The argument between movie studios and those who like to download movie content free of change has gone back and forth for years, with the MPAA winning a battle in ealy 2012 when the site MegaUpload was shuttered. MegaUpload hosted a great deal of pirated content, including films, and television, and the ire of the MPAA provided some of the force that helped shut the site down.

But a new research paper suggests a correlation between declining box office receipts and the shutdown of MegaUpload. it isn’t a very compelling argument, and is worth pointing out because it will likely become a rallying cry for supporters of piracy.

The thrust of the short paper is:

In this paper we make use of a quasi-experiment in the market for illegal downloading to study movie box office revenues. Exogenous variation comes from the unexpected shutdown of the popular file hosting platform Megaupload.com on January 19, 2012… We find that the shutdown had a negative, yet insignificant effect on box office revenues.This counterintuitive result may suggest support for the theoretical perspective of (social) network effects where file-sharing acts as a mechanism to spread information about a good from consumers with zero or low willingness to pay to users with high willingness to pay.

The finding is that some smaller films did dip a bit, even as major films experienced a small uptick in revenue over the past year.

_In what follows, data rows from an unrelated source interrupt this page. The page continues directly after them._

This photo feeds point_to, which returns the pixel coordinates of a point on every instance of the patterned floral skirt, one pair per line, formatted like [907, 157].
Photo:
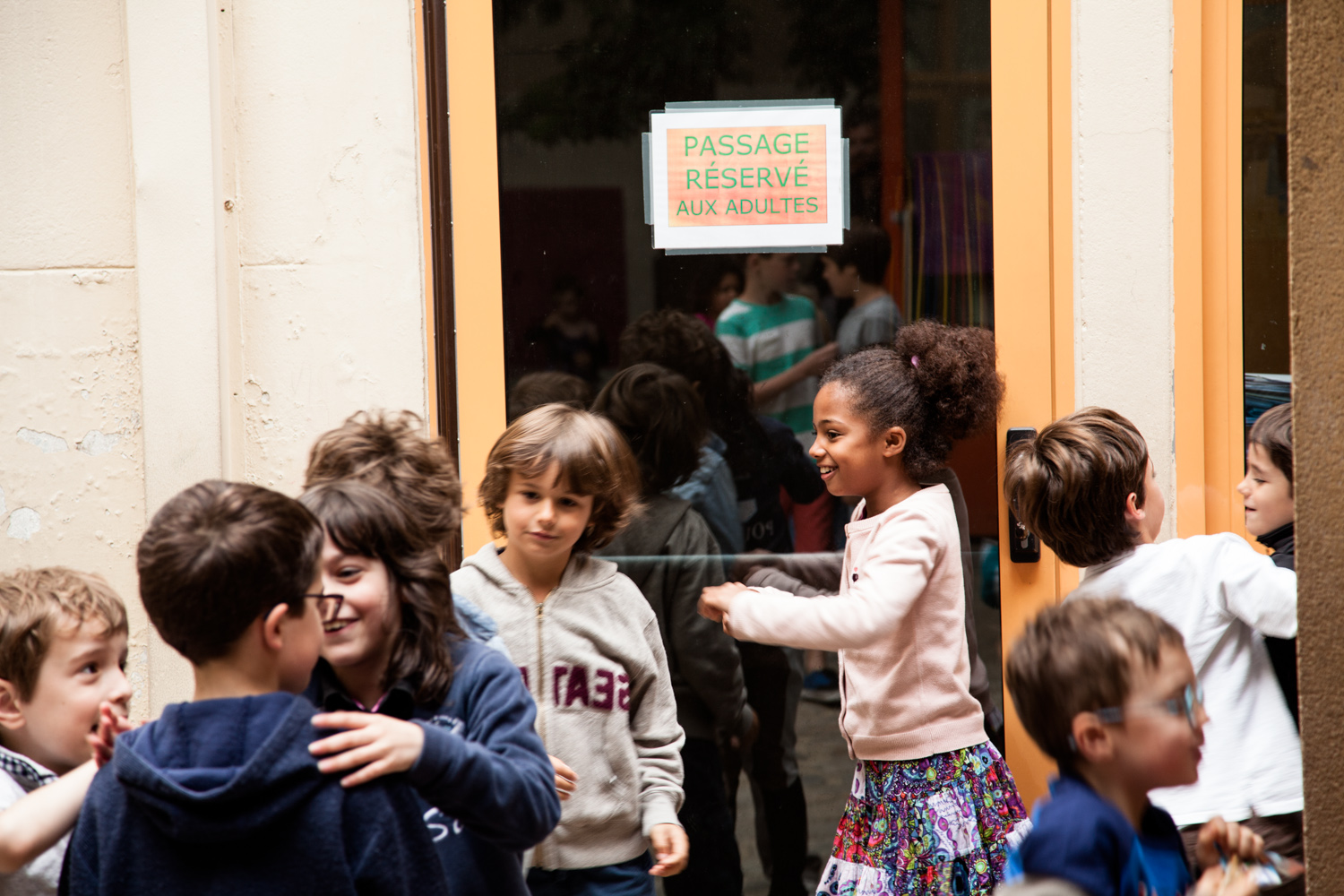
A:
[935, 825]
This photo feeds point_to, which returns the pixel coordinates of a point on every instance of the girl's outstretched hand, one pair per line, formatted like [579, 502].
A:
[1230, 882]
[717, 599]
[374, 743]
[566, 780]
[671, 849]
[1220, 840]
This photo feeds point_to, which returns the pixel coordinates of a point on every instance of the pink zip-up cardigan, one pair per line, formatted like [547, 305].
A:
[900, 626]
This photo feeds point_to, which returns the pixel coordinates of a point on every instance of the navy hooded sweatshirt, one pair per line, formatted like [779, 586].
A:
[486, 785]
[222, 797]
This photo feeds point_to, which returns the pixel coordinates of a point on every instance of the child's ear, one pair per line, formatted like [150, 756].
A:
[11, 715]
[1091, 739]
[895, 443]
[1134, 514]
[271, 633]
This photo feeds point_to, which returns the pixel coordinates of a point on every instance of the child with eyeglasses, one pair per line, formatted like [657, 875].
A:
[414, 694]
[1089, 489]
[220, 794]
[1107, 691]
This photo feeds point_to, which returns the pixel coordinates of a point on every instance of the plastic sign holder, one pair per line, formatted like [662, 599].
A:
[757, 177]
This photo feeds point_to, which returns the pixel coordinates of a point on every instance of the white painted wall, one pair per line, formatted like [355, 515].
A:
[1123, 220]
[150, 338]
[72, 461]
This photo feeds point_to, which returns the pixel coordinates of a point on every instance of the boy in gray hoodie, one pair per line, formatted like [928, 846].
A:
[558, 484]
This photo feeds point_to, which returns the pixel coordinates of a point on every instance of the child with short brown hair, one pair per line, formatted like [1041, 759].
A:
[561, 482]
[1268, 498]
[1107, 691]
[62, 659]
[1089, 489]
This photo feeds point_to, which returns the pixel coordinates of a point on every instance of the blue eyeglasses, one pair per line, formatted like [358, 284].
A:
[1187, 704]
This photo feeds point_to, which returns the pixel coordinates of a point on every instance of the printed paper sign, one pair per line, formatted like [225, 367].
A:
[746, 177]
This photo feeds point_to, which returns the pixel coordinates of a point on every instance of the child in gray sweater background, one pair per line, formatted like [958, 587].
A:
[558, 484]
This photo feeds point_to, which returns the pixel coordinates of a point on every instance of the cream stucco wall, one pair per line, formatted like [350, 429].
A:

In short, the conclusion that box office revenue fell because MegaUpload denied tastemakers access to media seems specious based on incomplete data, at best. The implication is that those who pirate simply stopped seeing movies this past January, and therefore stopped telling other people about them. The paper also does not take into account many small details of the business, from marketing budgets and efforts for smaller films, to 3D costs and multi-platform release strategies.

This follows on an October report from the Dutch Institute for Information Law, which claims that “compared to the rest of the population, file-sharers are more likely to pay for movies, books, games, concerts and box office tickets.” The point there was essentially that those who download pirated content are rabid consumers of media, and therefore tend to buy more than most people. That could be a reasonable conclusion, but to draw from that the idea that pirates are better consumers because they are pirates is wrong; they simply want media, and piracy is one way to get it.